News and Updates#

2.7.0 (15/05/23)

  • Updated the DaCy models to version 0.2.0, including a small, medium and large

    • Added beta support for Coreference Resolution! 🤩

    • Added beta support for Named Entity Linking!

    • Updated dependency parsing and part-of-speech tagging to use the latest version of the DDT treebank 🌳

    • Added a trainable lemmatizer, notably improving the lemmatization

    • All model are trained using the intersection between the CDT and the DDT treebanks (so actually trained on less data than before) 🤯

      • This includes the annotations from DaNED, DaCoref and DaNE

  • Large model:

    • obtained state-of-the-art performance on:

      • Dependency parsing

      • Part-of-speech tagging

      • Morphological tagging

      • lemmatization (from 84.91 to 95.89!)

    • Improved performance on:

      • Reduced performance for NER down to 87.38 but we recommend either using the nlp.add_pipe("dacy/ner") to add the SotA ScandiNER model to your pipeline or use one of the new fine-grained NER models.

    • Added support

      • Coreference Resolution, performance isn’t great yet, but it’s a start!
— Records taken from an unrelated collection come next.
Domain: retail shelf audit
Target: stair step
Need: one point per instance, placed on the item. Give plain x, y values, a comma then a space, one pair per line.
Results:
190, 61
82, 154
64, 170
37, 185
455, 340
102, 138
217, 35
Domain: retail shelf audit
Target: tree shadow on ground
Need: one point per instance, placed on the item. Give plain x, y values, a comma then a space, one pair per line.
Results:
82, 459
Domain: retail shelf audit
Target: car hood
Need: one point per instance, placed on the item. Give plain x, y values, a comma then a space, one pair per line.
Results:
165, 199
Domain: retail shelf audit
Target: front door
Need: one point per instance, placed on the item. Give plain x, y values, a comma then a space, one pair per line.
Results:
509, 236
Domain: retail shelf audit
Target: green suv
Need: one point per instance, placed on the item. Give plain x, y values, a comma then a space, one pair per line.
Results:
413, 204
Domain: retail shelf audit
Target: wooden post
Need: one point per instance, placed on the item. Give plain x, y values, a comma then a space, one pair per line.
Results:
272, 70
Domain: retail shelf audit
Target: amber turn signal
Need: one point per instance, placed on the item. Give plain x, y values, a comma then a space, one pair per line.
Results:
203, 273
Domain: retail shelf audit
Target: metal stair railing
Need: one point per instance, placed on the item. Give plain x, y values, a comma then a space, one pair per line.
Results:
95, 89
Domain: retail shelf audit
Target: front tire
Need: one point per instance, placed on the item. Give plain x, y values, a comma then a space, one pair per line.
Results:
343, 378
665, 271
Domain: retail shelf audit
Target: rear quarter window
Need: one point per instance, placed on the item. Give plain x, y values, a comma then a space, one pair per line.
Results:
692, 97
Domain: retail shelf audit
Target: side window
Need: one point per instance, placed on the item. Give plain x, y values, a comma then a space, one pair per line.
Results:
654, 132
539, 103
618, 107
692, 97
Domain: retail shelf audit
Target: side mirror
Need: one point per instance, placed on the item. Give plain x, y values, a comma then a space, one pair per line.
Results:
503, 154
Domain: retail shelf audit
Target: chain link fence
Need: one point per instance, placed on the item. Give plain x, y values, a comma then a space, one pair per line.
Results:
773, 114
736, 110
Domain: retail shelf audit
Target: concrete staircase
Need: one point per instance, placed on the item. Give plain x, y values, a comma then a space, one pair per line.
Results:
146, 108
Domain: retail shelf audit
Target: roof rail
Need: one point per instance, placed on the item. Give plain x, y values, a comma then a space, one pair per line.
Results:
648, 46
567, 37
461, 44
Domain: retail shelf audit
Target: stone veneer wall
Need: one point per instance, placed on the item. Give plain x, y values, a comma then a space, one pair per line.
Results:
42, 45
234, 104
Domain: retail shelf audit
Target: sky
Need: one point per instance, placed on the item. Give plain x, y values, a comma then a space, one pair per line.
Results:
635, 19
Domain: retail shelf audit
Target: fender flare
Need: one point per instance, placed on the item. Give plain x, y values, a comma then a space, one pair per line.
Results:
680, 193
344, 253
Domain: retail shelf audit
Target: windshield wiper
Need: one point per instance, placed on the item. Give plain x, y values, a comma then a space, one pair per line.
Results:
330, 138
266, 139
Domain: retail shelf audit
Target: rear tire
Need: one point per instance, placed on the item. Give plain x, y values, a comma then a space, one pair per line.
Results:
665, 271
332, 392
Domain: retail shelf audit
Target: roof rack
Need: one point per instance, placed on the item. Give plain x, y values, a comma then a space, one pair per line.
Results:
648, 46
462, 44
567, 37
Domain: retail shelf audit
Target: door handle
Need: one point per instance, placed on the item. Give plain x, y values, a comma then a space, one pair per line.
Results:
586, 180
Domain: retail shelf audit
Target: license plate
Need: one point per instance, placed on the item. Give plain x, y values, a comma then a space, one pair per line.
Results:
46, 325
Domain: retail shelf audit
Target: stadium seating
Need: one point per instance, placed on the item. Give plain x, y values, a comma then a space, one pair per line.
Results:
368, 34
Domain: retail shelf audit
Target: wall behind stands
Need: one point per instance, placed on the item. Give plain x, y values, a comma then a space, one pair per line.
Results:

      • Named entity linking, with a precision of 0.86 but recall is still low due to a lacking knowledge base

  • Medium model:

    • Consistent improvements across all tasks:

      • Notable performance gain for NER from an F1 of 81.79 to 85.82

      • Notable performance gain for lemmatization from an ACC 84.91 to 94

    • Added support

      • Coreference Resolution

      • Named entity linking

  • Small model:

    • Consistent improvements across all tasks

    • Added support:

      • Coreference Resolution

      • Named entity linking

  • Fixes a variety of issues:

  • Removed support for DaCy model version 0.1.0, if you need to use these models you will have to use DaCy <= 2.0.0

  • What is next?

    • A coreference resolution only model

    • Better named entity linking by

      • Improving the annotations of DaNED which currently annotate PERSONS using the QID reference to the name among other things

      • Improving the knowledge base which currently is the main source of low recall

    • Examine model generalization using DANSK and whether we can improve the generalization

    • and more!

2.6.0 (10/04/23)

  • Added support three new models (small, medium, large) for fine-grained NER, which lets you do NER on up to 18 different entities! 🤩

    • You can add these models to your pipeline using nlp.add_pipe("dacy/ner-fine-grained", config={"size": "small"})

2.5.0 (10/04/23)

  • Removed support for 0.0.0 models. To use these models you will now have to use DaCy=<2.4.3

2.3.0 (05/01/23)

  • New tutorial added for using DaCy with textdescriptives. You can find it here

2.2.10 (05/01/23)

  • Added support for spaCy 3.4.0

    • This required the wrapped component model to change name from e.g. dacy.ner to dacy/ner. As the . is no longer allowed by spaCy.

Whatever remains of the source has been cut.